Sam: Mara? Ich weiß das du das gelesen hast!
Sam: Wo bist du?
Ich: Sam?! Ich bin im Auto, und passe immer auf mich auf!
Sam: Kein Kommentar zu deinem Bein.
Ich: Wie geht's dir?
Sam: Hervorragend, toll, genial! Der Krebs ist plötzlich weg.

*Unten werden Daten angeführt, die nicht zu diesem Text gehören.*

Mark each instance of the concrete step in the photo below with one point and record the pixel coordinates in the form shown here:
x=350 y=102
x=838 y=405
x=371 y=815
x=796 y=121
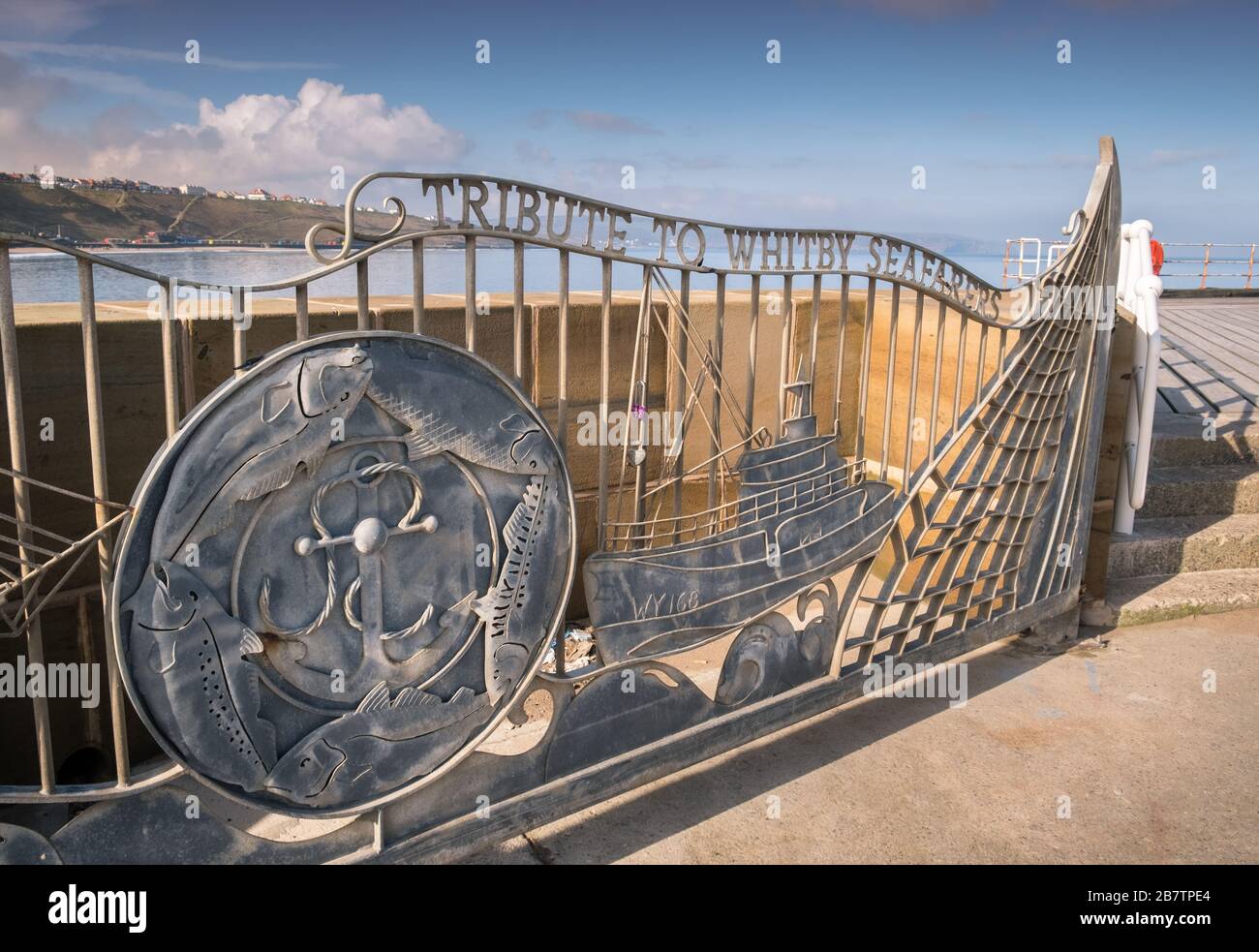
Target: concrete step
x=1179 y=441
x=1201 y=490
x=1163 y=546
x=1150 y=599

Ich: Ja klar... Sind da, muss los.
Sam:offline
Ich:offline
"Ich hol euch zwei in einer Stund wieder ab, in Ordnung?" Mum starrt uns erwartungsvoll an. Ihre blauen Federohrringe wackeln und schaukeln, als sie sich nach vorne beugt und ihre Brille aus dem Geheimfach holt. Die Stimme von Adele schallt durchs Auto, während ich die Tür öffne und Nick mich nach draußen schubst. "Na dann los!" Er läuft mir großen Schritten los. Ich lächle Mum zu und renne hinter ihm her bis zur Bücherei. Wir lungern uns in einen der Plüschsessel im Eingangsbereich und warten. Nach und nach treffen mehr Leute ein, aber meist nur alte Damen mit Hündchen und Hut. Ich starte nach draußen, als Nick mich plötzlich anstuppst. "Da!" Flüstert er und blickt hinter seinem Laptop
Vor. Ein Junge in meinem Alter bleibt am Eingang stehen. Er hat eine Brille, die ihn etwas nerdig aussehen lässt und verwuschelte schwarze Haare. Ich kann nicht anderst als ihn anzustarren, was ja eigentlich auch mein Job ist. Jetzt dreht er sich um. Mein Mund öffnet sich halb und bleibt dort stehen. Dann sieht er zu uns. Und starrt zurück, bis er sich wieder gefasst hat und auf uns zu kommt. Ich Kralle mich an Nick fest und schaue ihn panisch an. "Hi, ich bin Marc!", meint Marc lässig und Nick löst sich aus seiner Versteinerung. Unser Plan ist ins Wasser gefallen. Aber warum? Marc schaut mich an. "Ist da noch Platz?" Meint er und lächelt freundlich. Ich nicke und Rutsche, während er sich zu uns quetscht. Mit einem "Ich hol mal Kaffee." Macht sich Nick aus dem Staub. Ich Rutsche tiefer in den Sessel. "Hast du dich für eine Möglichkeit entschieden?", fragt er mich und angelt sich sein Handy aus der Jackentasche. "1, 2, 3 oder 4? Und weiß Nick schon davon?" Ich ignoriere ihn und starre weiter nach vorne. Schweigen breitet sich aus. Ich stehe auf. Nicke ihm zu. Dann laufe ich. Warum? Ich weiß es nicht, doch ich muss weg.